Beauté, silence, pureté de l'environnement et… l'eau à volonté. Gratuite jusqu'ici. Mais cet eldorado, qui a d'ailleurs son double juste de l'autre côté du col de Port, vers Massat, est en train d'être mis au pas. « Il doit se conformer aux applications de la loi sur l'eau, votée en 2006 ». Tandis que les élus s'y appliquent, les résidants, néos et anciens, n'en veulent pas. « Non seulement, nous ne voulons pas boire de l'eau chlorée, mais en plus, pourquoi devrait-on payer une eau, alors que celle qui nous alimente a toujours été gratuite ?
À ce train, demain on nous taxera le soleil et l'air que l'on respire ! Notre eau de source est captée, décantée, canalisée, analysée par ses propriétaires et usagers directs. Elle est saine. Femmes enceintes et bébés en boivent. Nul n'est malade. Si nous sommes capables de protéger notre alimentation en eau, comme cela s'est toujours fait ici, et si on n'en souffre pas : pourquoi nous faire payer ? » Autant de raisons qui ont conduit les habitants des hameaux à créer, cet été, une association. « Les écarts de Saurat » s'est mis en tête de « sauvegarder la qualité de la vie ». Et d'en conserver sa gratuité.
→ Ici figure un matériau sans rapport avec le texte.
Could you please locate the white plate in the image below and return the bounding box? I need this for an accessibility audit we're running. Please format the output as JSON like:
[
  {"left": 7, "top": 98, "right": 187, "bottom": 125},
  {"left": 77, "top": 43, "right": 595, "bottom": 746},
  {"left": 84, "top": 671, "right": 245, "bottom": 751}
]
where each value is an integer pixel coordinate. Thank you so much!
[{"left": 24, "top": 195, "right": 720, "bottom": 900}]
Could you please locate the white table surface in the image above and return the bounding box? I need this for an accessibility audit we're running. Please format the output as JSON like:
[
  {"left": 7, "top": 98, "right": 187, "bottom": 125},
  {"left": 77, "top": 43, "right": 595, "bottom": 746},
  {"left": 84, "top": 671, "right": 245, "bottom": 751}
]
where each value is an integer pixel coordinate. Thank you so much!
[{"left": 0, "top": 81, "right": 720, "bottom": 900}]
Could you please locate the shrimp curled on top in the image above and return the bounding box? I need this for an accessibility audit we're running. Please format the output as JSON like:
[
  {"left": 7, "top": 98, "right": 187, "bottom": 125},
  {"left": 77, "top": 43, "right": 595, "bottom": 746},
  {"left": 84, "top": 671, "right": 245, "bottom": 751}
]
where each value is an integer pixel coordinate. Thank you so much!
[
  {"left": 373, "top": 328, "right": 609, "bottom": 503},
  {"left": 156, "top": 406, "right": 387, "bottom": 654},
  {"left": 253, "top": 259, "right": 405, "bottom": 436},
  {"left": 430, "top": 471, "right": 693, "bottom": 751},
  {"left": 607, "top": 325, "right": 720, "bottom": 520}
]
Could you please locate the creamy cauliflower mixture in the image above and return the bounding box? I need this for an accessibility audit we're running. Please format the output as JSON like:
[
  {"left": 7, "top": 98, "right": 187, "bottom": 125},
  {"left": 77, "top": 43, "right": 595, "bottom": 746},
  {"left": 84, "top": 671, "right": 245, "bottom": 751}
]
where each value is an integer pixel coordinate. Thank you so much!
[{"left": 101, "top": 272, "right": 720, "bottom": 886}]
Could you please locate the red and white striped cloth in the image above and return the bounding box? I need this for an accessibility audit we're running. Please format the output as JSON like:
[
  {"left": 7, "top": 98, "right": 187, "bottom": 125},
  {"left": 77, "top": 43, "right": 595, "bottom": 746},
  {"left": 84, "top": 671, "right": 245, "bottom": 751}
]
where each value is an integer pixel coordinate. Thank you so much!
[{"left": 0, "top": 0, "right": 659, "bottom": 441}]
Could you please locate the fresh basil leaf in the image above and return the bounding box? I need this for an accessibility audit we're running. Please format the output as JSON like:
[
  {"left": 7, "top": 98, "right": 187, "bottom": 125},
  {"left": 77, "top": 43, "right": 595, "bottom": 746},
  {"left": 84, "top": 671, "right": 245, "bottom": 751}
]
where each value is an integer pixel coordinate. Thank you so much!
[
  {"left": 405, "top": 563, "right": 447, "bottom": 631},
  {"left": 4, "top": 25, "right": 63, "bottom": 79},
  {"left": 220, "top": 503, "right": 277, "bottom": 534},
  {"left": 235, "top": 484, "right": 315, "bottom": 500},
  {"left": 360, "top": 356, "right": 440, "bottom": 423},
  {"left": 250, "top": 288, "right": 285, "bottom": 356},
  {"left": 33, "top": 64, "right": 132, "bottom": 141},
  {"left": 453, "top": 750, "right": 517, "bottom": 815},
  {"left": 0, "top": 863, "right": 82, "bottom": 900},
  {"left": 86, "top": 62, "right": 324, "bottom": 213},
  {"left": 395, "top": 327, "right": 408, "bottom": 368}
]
Etre en règle avec la loi de l'eau, d'ici 2010.

une obligation qui concerne tout le monde

À la demande compréhensible des « écarts de Saurat », Anne-Marie Bousseras, maire de Saurat depuis le printemps dernier, ne peut que répondre : « régler cette histoire d'eau, n'est plus de la compétence de la commune ».
Comme 275 autres communes, sur les 330 que compte l'Ariège, Saurat adhère au Syndicat mixte de développement de l'eau et de l'assainissement (SMDEA). Mutualisation de moyens, le SMDEA, créé en juillet 2005, a pour obligation de mettre en conformité la distribution et la qualité de l'eau, pour tous, dans le département, d'ici 2 010 », note son directeur Gérard Vannier. Une application qui découle des successives lois de l'eau, dont la dernière, votée en 2006, sur proposition du ministre de l'Écologie et du Développement durable (texte intégral consultable sur www.ecologie.gouv.fr).

Moins de 5 % d'analyses défavorables

« En 2004, 37 % des eaux de l'Ariège étaient impropres à la consommation ; aujourd'hui, avec moins de 5 % d'analyses défavorables, le département est rentré dans le critère national. Les propriétaires et usagers de sources peuvent rester indépendants, mais ils restent soumis aux obligations de la loi de l'eau. Ce qui est lourd et coûteux ; c'est pourquoi les communes sollicitent le SMDEA (il a 600 000€/an pour les seules analyses).
Sur Saurat, la solution la plus économique (comme à Boussenac avec le captage de Guindoulet qui va desservir 340 personnes), est de capter une source, la plus haute possible, au-dessus des hameaux, pour les desservir tous. La gestion de l'eau, en qualité et quantité, à un prix (en moyenne 0,98 €/m3 en Ariège). Tarifs et abonnements diffèrent selon que le consommateur est familial, agricole (les élevages sont très consommateurs en hiver), ou industriel.
« Raccordés au réseau neuf de distribution du SMDEA, les habitants du bourg de Saurat, contribuent au financement des travaux qui vont s'effectuer pour mettre les hameaux en conformité avec la loi de l'eau », constate Mme Bousseras. Elle rappelle que « la responsabilité de l'eau appartient au SMDEA, qui a tout moment peut venir dépanner et surveiller, en contrepartie de quoi il demande 50€ par an ».